Using Data to Support Payment
In the summer of 2020, CMS announced their proposed part B rule, laying out changes in payment for 2021. The American Vein & Lymphatic Society’s Healthcare Policy Committee conducted a review of the proposed 2021 rule. We had concerns that additional cuts that CMS noted to supply items were likely not typical for the average provider’s prices.
In October, the AVLS and the American Venous Forum (AVF) submitted a comment letter to CMS. We supplied several redacted invoices from random practices to provide evidence as to typical market pricing. Based on feedback from the AVLS, AVF, and other commenters, CMS published their final 2021 Rule in early December. CMS made 2021/2022 supply adjustments to the price of radiofrequency catheters, radiofrequency introducers and endovenous laser kits. These new supply prices will help stabilize payments in 2021 and 2022, and the AVLS health care policy committee feels that the revised supply inputs are more in line with typical pricing.

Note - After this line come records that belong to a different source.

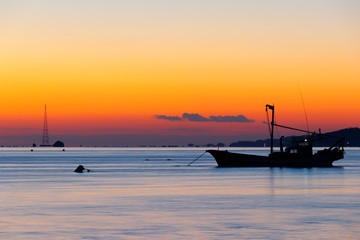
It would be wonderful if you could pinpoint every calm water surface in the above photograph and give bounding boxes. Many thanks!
[0,148,360,239]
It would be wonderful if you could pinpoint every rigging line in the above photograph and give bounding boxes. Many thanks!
[186,151,206,166]
[297,80,310,132]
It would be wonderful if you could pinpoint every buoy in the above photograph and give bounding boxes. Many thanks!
[74,165,85,173]
[74,165,91,173]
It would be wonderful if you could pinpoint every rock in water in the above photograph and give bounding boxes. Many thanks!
[74,165,85,173]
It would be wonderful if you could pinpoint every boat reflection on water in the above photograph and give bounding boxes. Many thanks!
[207,105,344,167]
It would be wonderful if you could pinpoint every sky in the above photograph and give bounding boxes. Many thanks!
[0,0,360,144]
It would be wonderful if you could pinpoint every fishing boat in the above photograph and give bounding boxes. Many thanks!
[206,105,344,168]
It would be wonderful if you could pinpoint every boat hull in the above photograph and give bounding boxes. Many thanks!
[207,150,344,168]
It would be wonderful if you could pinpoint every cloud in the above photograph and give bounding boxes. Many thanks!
[155,113,255,123]
[183,113,210,122]
[209,115,255,122]
[155,115,183,121]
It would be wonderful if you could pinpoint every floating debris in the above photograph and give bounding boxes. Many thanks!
[74,165,91,173]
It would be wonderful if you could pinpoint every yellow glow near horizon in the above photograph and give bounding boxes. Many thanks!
[0,0,360,134]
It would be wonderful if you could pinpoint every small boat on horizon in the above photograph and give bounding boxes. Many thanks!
[206,105,344,168]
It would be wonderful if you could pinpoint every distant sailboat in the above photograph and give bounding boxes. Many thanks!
[207,105,344,167]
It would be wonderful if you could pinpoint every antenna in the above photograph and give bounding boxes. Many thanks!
[40,104,50,146]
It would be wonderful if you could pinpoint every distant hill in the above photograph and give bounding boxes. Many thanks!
[229,128,360,147]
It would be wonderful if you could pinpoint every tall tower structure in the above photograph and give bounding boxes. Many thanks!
[40,104,50,147]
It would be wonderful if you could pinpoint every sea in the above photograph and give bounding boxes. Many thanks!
[0,147,360,240]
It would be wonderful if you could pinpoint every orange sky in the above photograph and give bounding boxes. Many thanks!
[0,0,360,139]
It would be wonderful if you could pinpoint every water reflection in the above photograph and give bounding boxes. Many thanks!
[0,149,360,239]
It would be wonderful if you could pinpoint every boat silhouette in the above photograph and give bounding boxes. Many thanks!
[206,105,344,168]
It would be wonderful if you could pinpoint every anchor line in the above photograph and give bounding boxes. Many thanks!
[186,152,206,166]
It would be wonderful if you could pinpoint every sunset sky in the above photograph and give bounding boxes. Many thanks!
[0,0,360,143]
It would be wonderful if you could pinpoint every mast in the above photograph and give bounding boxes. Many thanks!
[266,104,275,154]
[40,105,49,146]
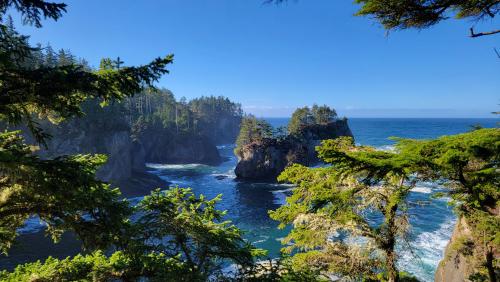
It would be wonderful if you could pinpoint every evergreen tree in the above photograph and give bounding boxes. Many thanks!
[288,107,313,134]
[234,115,273,155]
[271,137,415,281]
[0,0,172,253]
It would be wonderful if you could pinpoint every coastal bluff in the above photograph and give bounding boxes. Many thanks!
[234,119,353,181]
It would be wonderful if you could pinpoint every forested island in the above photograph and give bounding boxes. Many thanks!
[4,43,243,196]
[0,0,500,282]
[234,105,352,181]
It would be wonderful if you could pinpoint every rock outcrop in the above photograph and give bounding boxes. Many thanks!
[235,119,352,181]
[434,218,473,282]
[34,124,168,197]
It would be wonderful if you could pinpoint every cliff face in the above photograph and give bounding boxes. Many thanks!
[33,123,168,197]
[234,120,352,180]
[139,130,222,165]
[434,218,473,282]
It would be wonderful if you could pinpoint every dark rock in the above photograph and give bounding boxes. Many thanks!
[215,175,227,180]
[234,119,352,180]
[434,218,473,282]
[140,131,222,165]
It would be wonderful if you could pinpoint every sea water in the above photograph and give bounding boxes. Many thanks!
[146,118,499,281]
[18,118,499,281]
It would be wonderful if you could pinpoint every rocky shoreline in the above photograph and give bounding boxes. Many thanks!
[234,119,353,181]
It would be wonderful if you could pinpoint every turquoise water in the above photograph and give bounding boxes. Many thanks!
[19,118,499,281]
[144,118,498,281]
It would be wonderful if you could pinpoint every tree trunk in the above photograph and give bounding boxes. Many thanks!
[486,248,497,282]
[385,249,399,282]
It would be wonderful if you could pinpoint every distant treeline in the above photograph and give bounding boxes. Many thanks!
[21,45,243,143]
[235,104,338,155]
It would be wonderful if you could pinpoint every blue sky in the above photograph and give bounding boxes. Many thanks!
[11,0,500,117]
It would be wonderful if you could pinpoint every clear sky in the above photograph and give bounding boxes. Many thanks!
[11,0,500,117]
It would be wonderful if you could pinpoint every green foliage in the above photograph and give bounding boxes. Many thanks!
[234,115,273,155]
[0,188,265,281]
[288,104,337,135]
[128,188,265,279]
[125,89,242,141]
[0,18,173,143]
[0,251,188,282]
[0,132,130,253]
[270,137,414,281]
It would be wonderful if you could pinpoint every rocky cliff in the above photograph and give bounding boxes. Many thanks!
[31,120,168,197]
[235,119,352,180]
[434,218,473,282]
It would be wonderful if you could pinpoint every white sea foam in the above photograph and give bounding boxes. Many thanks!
[17,217,47,234]
[411,186,432,194]
[399,210,455,281]
[376,145,396,152]
[146,163,208,170]
[272,185,293,206]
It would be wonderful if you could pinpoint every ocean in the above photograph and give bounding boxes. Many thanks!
[13,118,499,281]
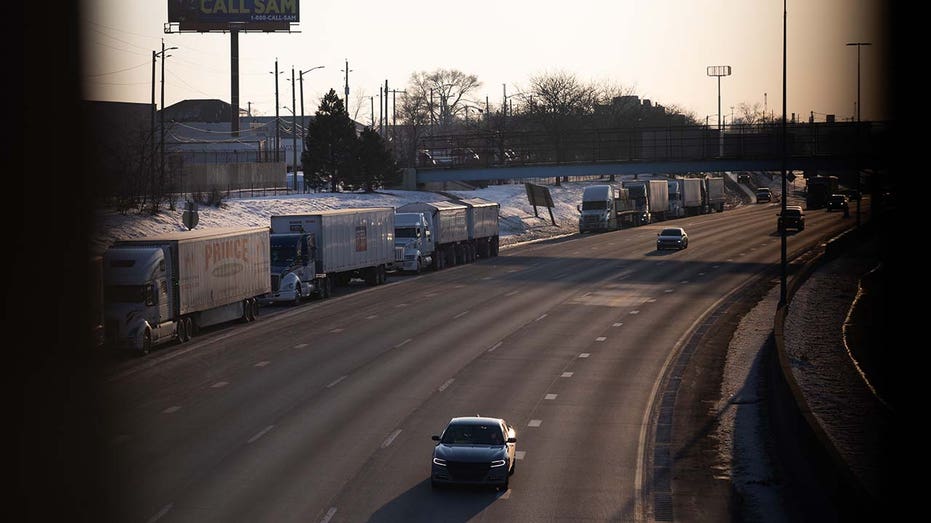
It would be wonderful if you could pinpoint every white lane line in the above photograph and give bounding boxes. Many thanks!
[381,429,401,449]
[320,507,336,523]
[149,503,175,523]
[249,425,275,443]
[327,375,349,389]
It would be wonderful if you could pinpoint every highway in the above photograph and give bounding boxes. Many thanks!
[99,198,868,522]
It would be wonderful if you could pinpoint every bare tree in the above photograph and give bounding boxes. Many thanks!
[405,69,482,129]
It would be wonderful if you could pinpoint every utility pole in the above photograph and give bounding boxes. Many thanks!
[272,58,281,162]
[391,89,407,144]
[343,58,352,114]
[847,42,873,228]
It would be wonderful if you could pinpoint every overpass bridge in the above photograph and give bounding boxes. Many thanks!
[404,122,892,188]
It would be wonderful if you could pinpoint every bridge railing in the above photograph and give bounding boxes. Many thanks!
[415,122,890,169]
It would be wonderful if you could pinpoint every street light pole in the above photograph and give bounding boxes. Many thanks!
[269,58,281,162]
[847,42,873,227]
[779,0,789,307]
[705,65,731,156]
[291,65,297,192]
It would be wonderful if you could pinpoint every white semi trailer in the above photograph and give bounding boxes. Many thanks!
[264,207,395,304]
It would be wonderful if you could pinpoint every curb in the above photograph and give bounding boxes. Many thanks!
[773,224,880,506]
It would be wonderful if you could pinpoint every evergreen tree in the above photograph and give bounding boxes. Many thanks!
[351,128,401,192]
[301,89,358,192]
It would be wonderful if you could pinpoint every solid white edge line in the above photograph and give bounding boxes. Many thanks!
[149,503,175,523]
[249,425,275,443]
[634,279,754,521]
[320,507,336,523]
[381,429,401,449]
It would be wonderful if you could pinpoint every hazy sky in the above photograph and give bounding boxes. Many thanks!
[81,0,890,123]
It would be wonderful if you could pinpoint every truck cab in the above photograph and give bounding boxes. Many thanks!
[263,232,319,305]
[576,185,617,234]
[394,212,435,273]
[103,247,178,353]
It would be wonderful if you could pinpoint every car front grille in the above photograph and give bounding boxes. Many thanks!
[446,461,491,481]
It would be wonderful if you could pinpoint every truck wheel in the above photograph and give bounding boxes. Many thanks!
[139,329,152,356]
[178,318,191,343]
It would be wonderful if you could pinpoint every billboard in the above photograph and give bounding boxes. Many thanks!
[168,0,300,32]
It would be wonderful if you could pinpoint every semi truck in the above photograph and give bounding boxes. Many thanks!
[263,207,395,304]
[450,198,501,262]
[576,185,643,234]
[647,180,669,221]
[396,201,469,270]
[678,178,702,216]
[666,178,685,218]
[621,180,653,226]
[394,212,435,274]
[704,176,725,212]
[103,227,270,354]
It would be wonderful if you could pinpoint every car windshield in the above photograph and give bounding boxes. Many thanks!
[440,424,504,445]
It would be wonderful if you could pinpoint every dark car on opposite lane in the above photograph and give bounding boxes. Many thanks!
[656,227,689,251]
[430,416,517,490]
[825,194,850,212]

Late December—Congress saves the Day!
When CMS issued the 2021 “final rule” for the Part B program in early December, payment for most medical procedures was still going to drop sharply due to CMS’s mandated budget neutrality requirement for Part B overall payment. The revised and new 2021 evaluation & management (E&M) codes were going to move payment out of procedures and into E&M on a national scale.
On December 22, 2020, the President signed into law the Consolidated Appropriations Act, a comprehensive omnibus spending package that funded the federal government through FY 2021, provided a new round of COVID relief and economic stimulus, and made adjustments to the 2021 cuts to procedures that were announced in early December. The Act delayed several budget actions that would have impacted payment. For 2021, the revised conversion factor is still 3.3% lower than the 2020 physician fee schedule conversation factor (PFS CF) of $36.0896. This late federal action was very welcome, as it averted major 2021 cuts, but both the annual and the long-term fiscal fix to Medicare physician payment will need to be fought again for 2022.
Past Performance is not indicative of Future Returns
We have heard this phrase when saving for our retirement and deciding where to invest retirement funds. However, because of the AVLS and other committed partners’ actions, we could advocate for fair payment for 2021 and 2022 for our essential thermal procedures. Are we content with current payment rates? No, of course not, but we are guided by data and what we think is a typical practice in the field. We are working every day to ensure that members get fair treatment and appropriate reimbursement.